Cultura e manutenção da tradição
Apoio e conhecimento
No mês de novembro, uma turma de estudantes do curso de Comunicação Social da Universidade Federal do Piauí (UFPI) visitou a comunidade do Mimbó. Coordenados pela professora Ana Regina Rego, os estudantes promoveram uma campanha de arrecadação de roupas e livros para a comunidade. A entrega do material foi recebida com festa e animação pelos moradores com as 1.498 peças de roupas e calçados e 920 livros entregues aos quilombolas.
Ana Regina finaliza destacando a importância da comunidade do Mimbó para o estado do Piauí. “Representa um povo forte e resistente e que conseguiu preservar, pelo menos parcialmente, sua cultura e suas tradições. Creio ser importante para a difusão da história e da memória do Piauí e de todos nós”, disse.

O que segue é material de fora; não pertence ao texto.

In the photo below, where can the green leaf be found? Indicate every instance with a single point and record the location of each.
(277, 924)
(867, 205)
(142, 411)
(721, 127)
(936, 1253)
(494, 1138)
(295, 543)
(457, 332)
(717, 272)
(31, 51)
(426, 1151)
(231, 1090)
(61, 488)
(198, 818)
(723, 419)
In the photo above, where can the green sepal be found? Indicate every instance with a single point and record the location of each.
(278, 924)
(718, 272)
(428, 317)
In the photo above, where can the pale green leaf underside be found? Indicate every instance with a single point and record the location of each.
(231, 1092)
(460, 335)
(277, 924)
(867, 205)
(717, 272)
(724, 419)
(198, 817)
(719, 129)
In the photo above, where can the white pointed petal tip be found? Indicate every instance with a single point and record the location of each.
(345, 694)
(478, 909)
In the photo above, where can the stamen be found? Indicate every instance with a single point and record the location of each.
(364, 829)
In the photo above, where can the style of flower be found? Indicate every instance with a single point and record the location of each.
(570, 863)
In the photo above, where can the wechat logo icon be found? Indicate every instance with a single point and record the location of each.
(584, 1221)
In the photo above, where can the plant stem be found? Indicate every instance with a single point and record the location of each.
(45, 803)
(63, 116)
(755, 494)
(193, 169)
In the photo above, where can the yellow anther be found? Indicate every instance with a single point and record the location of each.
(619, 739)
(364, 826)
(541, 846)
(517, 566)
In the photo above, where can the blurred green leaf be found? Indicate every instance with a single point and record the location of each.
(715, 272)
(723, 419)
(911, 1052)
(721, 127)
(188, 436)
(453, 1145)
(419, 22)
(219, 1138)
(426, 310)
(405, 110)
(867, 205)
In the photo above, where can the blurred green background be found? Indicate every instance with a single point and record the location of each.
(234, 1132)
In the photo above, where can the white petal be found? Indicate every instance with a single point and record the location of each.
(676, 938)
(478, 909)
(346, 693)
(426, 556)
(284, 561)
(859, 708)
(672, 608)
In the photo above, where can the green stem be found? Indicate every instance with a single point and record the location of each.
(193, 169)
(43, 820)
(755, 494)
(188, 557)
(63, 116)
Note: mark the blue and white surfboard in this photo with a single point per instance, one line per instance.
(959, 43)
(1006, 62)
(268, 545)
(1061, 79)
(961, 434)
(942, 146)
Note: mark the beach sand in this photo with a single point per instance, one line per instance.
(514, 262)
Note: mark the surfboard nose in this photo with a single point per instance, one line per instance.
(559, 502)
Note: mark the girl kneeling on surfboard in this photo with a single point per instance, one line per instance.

De acordo com a Fundação Cultural Palmares, órgão ligado ao Ministério da Cultura (Minc), o Piauí possui atualmente 81 comunidades remanescentes de quilombo em seu teritório. Desse total, 65 socilitaram a regularização fundiária de suas terras junto a Superintendência Regional do Instituto Nacional de Colonização e Reforma Agrária no Piauí (Incra).